The modern Egyptian village of Esna, which was ancient Iunyt or Ta-senet (from which the Coptic Sne and Arabic Isna derive), was built in the area of ancient Latopolis and is the site of a major temple dedicated to the god Khnum. Under the Greeks and Romans, the city became the capital of the Third Nome of Upper Egypt. Besides Khnum, the temple was dedicated to several other deities, the most prominent of whom were Neith and Heka.
Esna is located about fifty kilometers south of Luxor. The temple now stands in the middle of the modern town at a level about nine meters below that of the surrounding grounds. Some blocks of the earlier 18th Dynasty structure are preserved. The present structure dates to the Greek and Roman period and is one of the latest temples to have been built by the ancient Egyptians.
The Temple of Horus in Edfu (also known as the Temple of Edfu) is considered the best-preserved cult temple in Egypt.
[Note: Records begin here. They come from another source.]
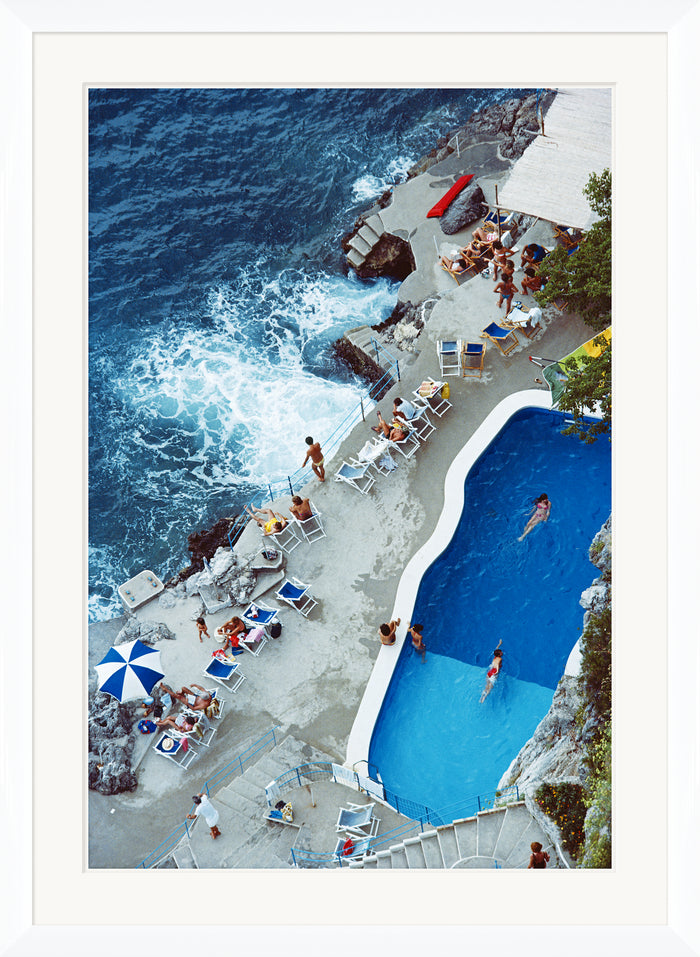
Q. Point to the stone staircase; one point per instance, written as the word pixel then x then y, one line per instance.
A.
pixel 499 837
pixel 365 239
pixel 247 839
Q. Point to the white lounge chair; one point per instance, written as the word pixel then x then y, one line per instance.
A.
pixel 358 819
pixel 356 475
pixel 175 749
pixel 311 528
pixel 227 675
pixel 296 594
pixel 448 356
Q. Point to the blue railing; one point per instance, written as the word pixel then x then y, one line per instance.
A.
pixel 184 829
pixel 292 483
pixel 421 815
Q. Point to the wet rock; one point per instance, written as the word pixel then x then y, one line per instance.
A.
pixel 110 744
pixel 465 208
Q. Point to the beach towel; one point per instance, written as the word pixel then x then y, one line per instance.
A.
pixel 442 204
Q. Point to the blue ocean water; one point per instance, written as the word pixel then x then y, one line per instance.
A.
pixel 433 741
pixel 216 286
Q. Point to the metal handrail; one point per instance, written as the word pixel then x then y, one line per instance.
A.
pixel 182 830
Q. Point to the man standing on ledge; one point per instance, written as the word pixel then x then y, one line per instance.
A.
pixel 316 455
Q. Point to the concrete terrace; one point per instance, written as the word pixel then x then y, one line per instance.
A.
pixel 311 680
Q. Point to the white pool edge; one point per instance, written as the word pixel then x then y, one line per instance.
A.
pixel 373 698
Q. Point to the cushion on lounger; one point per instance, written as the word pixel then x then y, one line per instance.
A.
pixel 440 207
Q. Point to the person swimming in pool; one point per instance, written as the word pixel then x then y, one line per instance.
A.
pixel 493 672
pixel 540 513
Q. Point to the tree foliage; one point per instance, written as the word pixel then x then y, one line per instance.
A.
pixel 584 281
pixel 584 278
pixel 589 386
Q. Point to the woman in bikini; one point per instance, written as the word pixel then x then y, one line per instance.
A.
pixel 540 513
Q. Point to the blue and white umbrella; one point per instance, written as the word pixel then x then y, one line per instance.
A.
pixel 129 670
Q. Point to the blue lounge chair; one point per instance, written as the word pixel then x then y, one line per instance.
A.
pixel 226 675
pixel 259 616
pixel 356 475
pixel 296 594
pixel 472 359
pixel 505 339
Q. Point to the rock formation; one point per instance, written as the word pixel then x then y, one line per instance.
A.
pixel 110 744
pixel 556 751
pixel 465 208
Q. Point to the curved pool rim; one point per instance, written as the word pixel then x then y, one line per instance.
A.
pixel 407 591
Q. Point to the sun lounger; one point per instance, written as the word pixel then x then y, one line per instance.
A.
pixel 448 356
pixel 296 593
pixel 227 675
pixel 504 339
pixel 472 359
pixel 356 475
pixel 176 749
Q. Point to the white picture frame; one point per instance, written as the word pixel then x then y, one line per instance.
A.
pixel 22 21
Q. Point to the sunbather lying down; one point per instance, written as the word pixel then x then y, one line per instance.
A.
pixel 396 432
pixel 197 700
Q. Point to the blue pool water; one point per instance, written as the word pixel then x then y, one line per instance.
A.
pixel 433 742
pixel 217 284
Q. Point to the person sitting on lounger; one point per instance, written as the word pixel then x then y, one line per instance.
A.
pixel 181 722
pixel 271 525
pixel 396 432
pixel 300 508
pixel 453 265
pixel 194 700
pixel 492 673
pixel 531 281
pixel 532 254
pixel 387 631
pixel 501 260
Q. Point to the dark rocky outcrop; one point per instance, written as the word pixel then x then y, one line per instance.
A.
pixel 110 744
pixel 391 257
pixel 465 208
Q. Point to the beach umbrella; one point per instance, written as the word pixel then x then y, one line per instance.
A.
pixel 129 670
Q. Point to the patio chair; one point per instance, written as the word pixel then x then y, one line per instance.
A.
pixel 287 539
pixel 311 528
pixel 253 642
pixel 407 447
pixel 358 819
pixel 448 356
pixel 203 731
pixel 504 339
pixel 356 475
pixel 296 594
pixel 494 219
pixel 258 615
pixel 227 675
pixel 472 359
pixel 434 402
pixel 359 849
pixel 174 748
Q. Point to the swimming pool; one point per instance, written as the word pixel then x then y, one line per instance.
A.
pixel 433 742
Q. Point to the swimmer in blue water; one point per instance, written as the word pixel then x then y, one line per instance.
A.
pixel 493 672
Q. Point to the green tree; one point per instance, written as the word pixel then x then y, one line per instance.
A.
pixel 584 281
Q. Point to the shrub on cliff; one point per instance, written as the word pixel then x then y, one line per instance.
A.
pixel 564 804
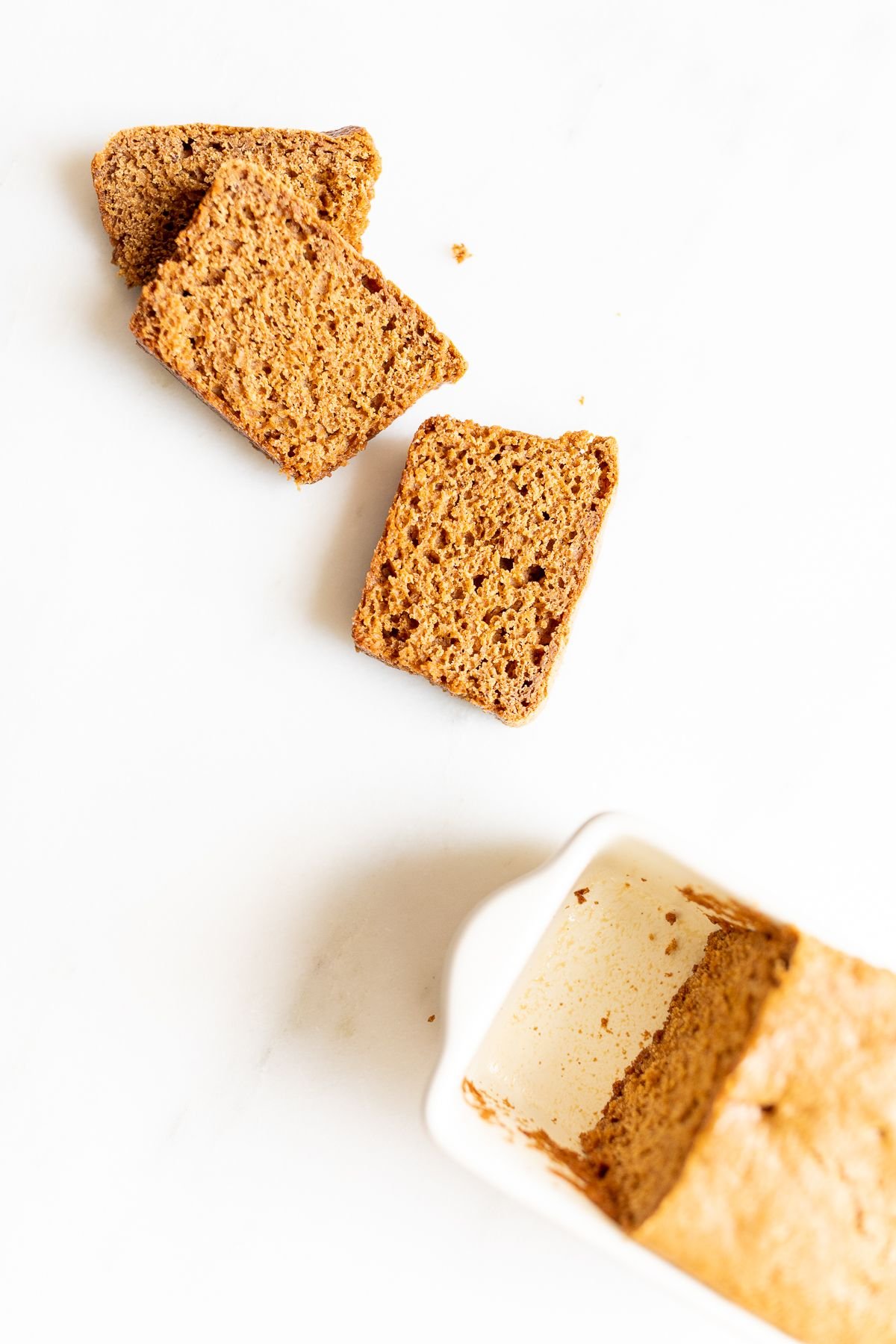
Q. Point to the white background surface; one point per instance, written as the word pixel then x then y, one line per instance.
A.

This partly because it was built later than most: in the Ptolemaic era from 237 to 57 BC.
Gebel Silsila is the name given to a rocky gorge between Kom Ombo and Edfu where the River Nile narrows and high sandstone cliffs come right down to the water’s edge. There was probably a series of rapids here in ancient times, dangerous to navigate, which naturally formed a frontier between the regions of Elephantine (Aswan) and Edfu. In Pharaonic times the river here was known as Khennui, the ‘place of rowing’.
The Dandara complex is one of the best-preserved temple enclosures in Egypt. Its huge temenos wall contains two monumental gates enclosing the main temple dedicated to the goddess Hathor, the small temple of Isis, two mammisi and a ruined Coptic church.
The Ptolemies have constructed the Temple of Kom Ombo for the worship of two gods, Sobek; the Crocodile god, and Horus, the falcon god. This is why the complex mainly consists of two parallel temples with all the traditional components of such ancient Egyptian religious structures are present in the two temples.
Aswan is the smallest of the three major tourist cities on the Nile. Being the furthest south of the three, it has a large population of Nubian people, mostly resettled from their homeland in the area flooded by Lake Nasser. Aswan is the home of many granite quarries from which most of the Obelisks seen in Luxor were sourced. Aswan was the ancient Egyptians’ gateway to Africa.